Night time and low light photography
A camera-mounted electronic flash at night, even when correctly-used, often overexposes the immediate foreground and leaves the background in darkness. When that sun goes down at dusk, photographers have to rely on other light sources to obtain their images. There are two basic types of night photography: ambient light photography (also called available or existing) and artificial light photography. Ambient light may also be artificial (street lights, neon signs, etc.), but the term “artificial light photography” when used here refers to light introduced by the photographer, such as electronic flash illumination.
Ambient light photography
Existing light in a night scene can be difficult to figure out what exposure settings to use for it. When a scene is lit by the sun, a general exposure reading will usually provide decent results, but when a scene is mainly dark and there are different sources of light illuminating it at different strengths, the photographer is challenged to obtain the correct exposure.
Using automatic white balance at night may produce results that are difficult to predict. For instance, a subject illuminated by fluorescent lighting will appear to be greenish when photographed using a normal daylight white balance or even using automatic white balance.
Ambient light at night is often sufficient for people to just make things out or for a specific purpose. A car’s headlights, for example, illuminate the road in front of it, but do not illuminate the car itself or very much else. Street lights have a limited range. A town at night has bright spots and dark spots. A restaurant table may be lit by a single candle, or may be brilliantly illuminated by strong interior lights. A field may be illuminated by a bright full moon that provides only a fraction of the sun’s light, making some shadows look blue and providing sharp contrast between highlights and shadows.
When the ambient light is bright enough, it may permit sufficiently-fast shutter speeds for hand-holding your camera. Frequently, the light source itself is the subject, as when photographing fireworks. When you are shooting light itself – not what it is illuminating – shutter speed is a major consideration, especially if the light is in motion. A long, slow shutter speed will allow a light to move across the scene for a longer period of time while the exposure is being made, tracking the light’s movement in a line across your cameras sensor. The snaking tail-lights of a moving vehicle is an example.
When using ambient light, a photographer must contend with a wide variety of lighting situations at night. Low light photography is challenging, but once you have learned how to achieve good night pictures using existing light, it can be highly rewarding.
Artificial light at night
The most common form of artificial light produced by photographers today is electronic flash.
Flash during daylight hours is primarily used for “fill flash lighting,” that is, supplemental lighting to brighten shadow areas when shooting a subject in another light source, which is typically the sun. Flash at night does not usually have the benefit of another powerful light source to provide illumination in areas that the flash’s light does not reach, and many night-time flash pictures have very dark backgrounds because there is simply insufficient balance between the flash’s illuminance and the feeble light falling on the background.
When exposing for light itself and when that light is significantly brighter than its surroundings, the rest of the image will probably be completely dark. As seen in many photographs taken in a bar or night club when taking snaps of friends on a night out.

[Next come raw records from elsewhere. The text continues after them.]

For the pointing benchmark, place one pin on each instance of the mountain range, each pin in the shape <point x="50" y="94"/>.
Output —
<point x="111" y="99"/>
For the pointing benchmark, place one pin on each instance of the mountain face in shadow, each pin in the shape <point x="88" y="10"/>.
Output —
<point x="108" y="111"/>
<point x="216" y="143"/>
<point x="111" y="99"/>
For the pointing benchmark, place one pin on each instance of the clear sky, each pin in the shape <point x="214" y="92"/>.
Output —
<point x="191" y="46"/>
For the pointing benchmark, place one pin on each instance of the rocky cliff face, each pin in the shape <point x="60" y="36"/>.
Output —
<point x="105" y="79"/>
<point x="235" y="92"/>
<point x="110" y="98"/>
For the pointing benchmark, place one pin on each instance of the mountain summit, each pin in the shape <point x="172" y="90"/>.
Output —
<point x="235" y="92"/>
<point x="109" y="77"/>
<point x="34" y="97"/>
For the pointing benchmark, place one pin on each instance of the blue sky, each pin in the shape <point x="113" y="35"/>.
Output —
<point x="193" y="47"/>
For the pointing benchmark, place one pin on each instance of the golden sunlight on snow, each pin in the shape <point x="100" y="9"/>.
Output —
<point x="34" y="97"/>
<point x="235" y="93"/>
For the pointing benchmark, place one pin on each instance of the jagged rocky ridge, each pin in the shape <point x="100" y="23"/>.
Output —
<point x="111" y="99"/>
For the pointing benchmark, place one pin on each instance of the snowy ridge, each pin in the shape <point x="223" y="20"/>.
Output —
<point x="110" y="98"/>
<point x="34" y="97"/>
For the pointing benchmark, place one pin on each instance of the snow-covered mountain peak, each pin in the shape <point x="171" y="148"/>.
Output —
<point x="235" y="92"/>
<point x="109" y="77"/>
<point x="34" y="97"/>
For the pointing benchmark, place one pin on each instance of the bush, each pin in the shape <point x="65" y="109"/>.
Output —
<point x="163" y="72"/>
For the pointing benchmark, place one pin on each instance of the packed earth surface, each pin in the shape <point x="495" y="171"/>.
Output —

Photographers using bright artificial lighting on a foreground subject at night must compose their images to take into account that far-off background objects that they can see may not be visible since the objects will be underexposed. The light from a single flash unit will simply not reach them, as light falls off very quickly over distance. Sometimes, this is a benefit, since bright flash illuminating a foreground object may be all you want, and a dark background may suit your composition perfectly. At other times, however, you may need to re-position your subject or your flash to provide sufficient illumination for everything that is important to the composition. alternatively you can use a second flash, triggered by your on-camera flash to add light to the background.
Direct flash can provide flat, uninteresting images. Bouncing flash off walls or low ceilings can provide more pleasing results. The shot above was achieved using an off camera flash positioned at 45 degrees to the subjects, and pointed directly at them. It illuminates the couple in a much more flattering and pleasing way then would an on-camera flash, which would provide enough illumination but would be directed from the cameras position. Notice how very little of the artificial flash has spilled onto the background, leaving the ambient background lighting intact. However the exposure of this particular shot has been made to keep the background illuminated enough to see the detail of the room.